If there can ever be a fashionable trend in pharma manufacturing, expanding biologics capacity is the hit of the season. Bristol-Myers Squibb ($BMY) announced a new project in Ireland earlier this month, followed by Amgen's ($AMGN) completion of a continuous processing facility in Singapore. Now AstraZeneca ($AZN) says it needs more biologics capacity and will spend in excess of $200 million to build out a facility in Maryland.

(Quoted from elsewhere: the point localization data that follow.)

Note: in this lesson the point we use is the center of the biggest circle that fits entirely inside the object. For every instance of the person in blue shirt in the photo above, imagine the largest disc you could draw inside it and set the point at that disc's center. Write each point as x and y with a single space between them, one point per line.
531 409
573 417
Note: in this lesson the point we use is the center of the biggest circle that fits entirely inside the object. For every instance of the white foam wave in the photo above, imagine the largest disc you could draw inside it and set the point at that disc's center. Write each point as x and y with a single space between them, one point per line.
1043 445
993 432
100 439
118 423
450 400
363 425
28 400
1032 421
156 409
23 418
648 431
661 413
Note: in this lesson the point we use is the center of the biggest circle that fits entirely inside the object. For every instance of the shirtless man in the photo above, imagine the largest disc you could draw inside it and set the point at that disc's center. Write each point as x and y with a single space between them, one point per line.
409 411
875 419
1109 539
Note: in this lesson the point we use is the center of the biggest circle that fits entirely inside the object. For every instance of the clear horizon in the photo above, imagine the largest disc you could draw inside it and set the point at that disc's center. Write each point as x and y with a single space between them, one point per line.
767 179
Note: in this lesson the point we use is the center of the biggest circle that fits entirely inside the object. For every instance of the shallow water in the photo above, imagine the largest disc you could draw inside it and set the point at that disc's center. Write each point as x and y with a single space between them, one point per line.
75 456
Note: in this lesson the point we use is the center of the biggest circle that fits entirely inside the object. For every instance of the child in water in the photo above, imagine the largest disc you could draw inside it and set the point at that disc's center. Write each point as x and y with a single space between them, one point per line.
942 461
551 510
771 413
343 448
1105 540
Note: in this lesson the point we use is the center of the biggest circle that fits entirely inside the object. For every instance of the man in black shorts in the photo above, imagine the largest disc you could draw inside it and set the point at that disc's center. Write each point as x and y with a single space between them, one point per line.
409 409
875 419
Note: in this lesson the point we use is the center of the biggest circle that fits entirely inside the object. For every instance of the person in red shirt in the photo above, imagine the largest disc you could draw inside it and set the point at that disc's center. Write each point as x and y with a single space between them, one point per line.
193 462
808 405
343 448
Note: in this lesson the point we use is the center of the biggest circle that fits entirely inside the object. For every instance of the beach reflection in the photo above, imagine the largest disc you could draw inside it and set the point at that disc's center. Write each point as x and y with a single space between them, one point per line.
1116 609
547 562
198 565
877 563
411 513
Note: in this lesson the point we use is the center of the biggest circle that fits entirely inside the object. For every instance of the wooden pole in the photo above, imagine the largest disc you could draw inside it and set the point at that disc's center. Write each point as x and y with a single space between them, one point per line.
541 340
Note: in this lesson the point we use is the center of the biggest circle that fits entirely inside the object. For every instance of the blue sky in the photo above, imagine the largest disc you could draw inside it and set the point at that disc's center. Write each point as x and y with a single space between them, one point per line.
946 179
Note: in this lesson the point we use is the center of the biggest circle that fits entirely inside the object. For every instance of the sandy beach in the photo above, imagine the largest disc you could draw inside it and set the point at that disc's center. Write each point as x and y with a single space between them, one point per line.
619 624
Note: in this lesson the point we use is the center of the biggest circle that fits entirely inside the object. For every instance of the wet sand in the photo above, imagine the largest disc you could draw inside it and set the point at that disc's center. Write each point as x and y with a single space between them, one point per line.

AstraZeneca will add 40,000 square feet of manufacturing, laboratory and administrative space to the hundreds of thousands of feet of space it already has at its Frederick, MD, site. The expansion gets underway in December and should be complete in mid-2017. The project will add about 300 new jobs to the site, which is already the company's largest biologics manufacturing facility. Biologics make up nearly half of the company's pipeline.

Amgen said last week that its new $200 million biologics manufacturing facility, which incorporates continuous processing, is already open in Singapore. Amgen is touting the size of its new plant not because of how large it is but because of how small. The company said it will have the capacity of a conventional plant but occupy a single building. The plant in Tuas uses single-use bioreactors, disposable plastic containers, continuous purification processing and real-time quality analysis for monoclonal antibody manufacturing. The modular-design facility was built in less than two years. The company is so pleased, it's starting on a second facility at its Singapore location.

Then there is the new Bristol-Myers Squibb biologics project, a 320,000-square-foot facility adjacent to a bulk manufacturing facility in Dublin. The plant will have half a dozen 15,000-liter bioreactors and a purification area, as well as office and laboratory space. Between 350 and 400 workers will work at the plant when it is completed in 2019.

To top all of this off, AbbVie ($ABBV) said on Friday it had acquired a 120,000-square-foot API manufacturing facility in Singapore's Tuas Biomedical Park, which is expected to be fully operational in 2016. In February, AbbVie started on a bulk API plant there.